Aufgabe der Stiftung kann es sein, modellhaft ein Problem auszuwählen und dieses zu analysieren. Wer sind die Beteiligten, welche finanziellen Mittel stehen zur Verfügung, was ist der Effekt, was der Erfolg und was kann man besser machen – das sind die zu hinterfragenden Aspekte. Dann soll die Stiftung mit den Akteuren diskutieren und Indikatoren und Zielsetzungen formulieren.

Professor Kaufmann hält fest, dass die Schwäche des Denkens darin liegt, dass man meint, man müsse nur von einem Zustand A zu einem Zustand B kommen und das Problem sei gelöst sobald Zustand B erreicht ist. Die Idee, dass politische Systeme lernende Systeme sind, wurde bereits vor etwa 30 Jahren diskutiert.

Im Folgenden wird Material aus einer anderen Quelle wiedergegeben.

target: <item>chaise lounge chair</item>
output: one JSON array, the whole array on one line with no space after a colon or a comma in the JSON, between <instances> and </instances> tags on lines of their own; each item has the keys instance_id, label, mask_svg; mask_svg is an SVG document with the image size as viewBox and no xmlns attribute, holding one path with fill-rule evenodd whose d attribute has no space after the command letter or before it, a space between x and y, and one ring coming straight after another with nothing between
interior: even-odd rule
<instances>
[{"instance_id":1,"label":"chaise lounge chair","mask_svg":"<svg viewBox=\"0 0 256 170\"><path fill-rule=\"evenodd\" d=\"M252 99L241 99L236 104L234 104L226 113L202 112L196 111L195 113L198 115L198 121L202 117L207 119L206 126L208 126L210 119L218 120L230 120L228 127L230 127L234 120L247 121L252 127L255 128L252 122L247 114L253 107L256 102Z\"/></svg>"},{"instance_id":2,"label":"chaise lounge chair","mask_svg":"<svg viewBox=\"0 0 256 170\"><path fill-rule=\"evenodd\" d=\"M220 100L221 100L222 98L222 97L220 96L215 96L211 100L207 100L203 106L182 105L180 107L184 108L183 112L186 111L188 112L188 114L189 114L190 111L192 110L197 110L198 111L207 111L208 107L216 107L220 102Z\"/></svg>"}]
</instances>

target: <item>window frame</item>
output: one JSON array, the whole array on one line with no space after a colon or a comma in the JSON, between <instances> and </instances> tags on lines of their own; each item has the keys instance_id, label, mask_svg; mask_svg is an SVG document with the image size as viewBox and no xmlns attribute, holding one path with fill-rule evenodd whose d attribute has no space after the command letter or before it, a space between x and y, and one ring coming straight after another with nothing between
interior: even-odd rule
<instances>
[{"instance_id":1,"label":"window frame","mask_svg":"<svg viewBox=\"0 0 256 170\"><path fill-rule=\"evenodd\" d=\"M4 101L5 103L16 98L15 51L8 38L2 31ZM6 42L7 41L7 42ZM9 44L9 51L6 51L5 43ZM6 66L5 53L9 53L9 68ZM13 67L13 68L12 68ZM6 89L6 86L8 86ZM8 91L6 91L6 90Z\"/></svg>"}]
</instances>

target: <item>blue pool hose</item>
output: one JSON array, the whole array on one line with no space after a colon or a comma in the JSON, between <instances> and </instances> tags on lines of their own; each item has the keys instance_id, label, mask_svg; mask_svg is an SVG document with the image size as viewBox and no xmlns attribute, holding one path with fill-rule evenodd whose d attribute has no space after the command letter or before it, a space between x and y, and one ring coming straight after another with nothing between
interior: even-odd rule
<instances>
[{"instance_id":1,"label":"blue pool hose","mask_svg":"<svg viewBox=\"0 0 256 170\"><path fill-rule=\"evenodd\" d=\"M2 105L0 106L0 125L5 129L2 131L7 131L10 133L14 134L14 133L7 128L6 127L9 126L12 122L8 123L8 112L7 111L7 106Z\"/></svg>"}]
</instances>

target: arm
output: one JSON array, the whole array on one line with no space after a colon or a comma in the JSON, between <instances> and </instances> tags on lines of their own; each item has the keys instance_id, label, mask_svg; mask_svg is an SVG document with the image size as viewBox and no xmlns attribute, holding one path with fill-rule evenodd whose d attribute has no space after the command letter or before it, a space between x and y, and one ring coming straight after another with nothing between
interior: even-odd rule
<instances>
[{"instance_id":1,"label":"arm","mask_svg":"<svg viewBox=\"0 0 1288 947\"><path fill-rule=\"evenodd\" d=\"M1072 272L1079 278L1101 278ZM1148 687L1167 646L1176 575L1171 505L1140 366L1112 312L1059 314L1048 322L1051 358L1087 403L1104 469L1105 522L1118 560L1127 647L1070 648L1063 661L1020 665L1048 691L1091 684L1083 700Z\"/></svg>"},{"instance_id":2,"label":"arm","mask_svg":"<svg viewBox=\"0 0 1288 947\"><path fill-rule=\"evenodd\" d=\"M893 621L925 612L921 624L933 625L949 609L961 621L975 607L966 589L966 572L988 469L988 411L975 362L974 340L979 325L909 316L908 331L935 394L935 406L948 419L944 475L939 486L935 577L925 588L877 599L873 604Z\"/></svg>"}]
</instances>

Wie man diese Lernfähigkeit und Flexibilität steigern kann, scheint in Deutschland mit einem hohen Grad der Verrechtlichung und dem Glauben an das Recht als dem eigentlichen Ordnungsfaktor der Gesellschaft beschnitten. „Nur wenn man die vier Dimensionen – Recht, Geld, Gelegenheiten und Kompetenzen – gleichzeitig beurteilt, kommt man zu einer Vision, die für ein sozialpolitisches Leitbild geeignet sein kann.“

1 Zacher, Hans F. 2008: Das soziale Staatsziel. Zuerst in: Handbuch des Staatsrechts, hg. von J. Isensee und P. Kirchhof; hier nach Hans F. Zacher: Abhandlungen zum Sozialrecht II, hg. v. U. Becker und F. Ruland. Heidelberg, S. 3-127, Zitat S. 21 f.

2 Kaufmann, Franz-Xaver 2009: Sozialpolitik und Sozialstaat – Soziologische Analysen. 3. Au. Wiesbaden, S. 88 ff.

3 Kaufmann, Franz-Xaver 2005: Schrumpfende Gesellschaft. Vom Bevölkerungsrückgang und seinen Folgen. Frankfurt am Main., S. 193 ff.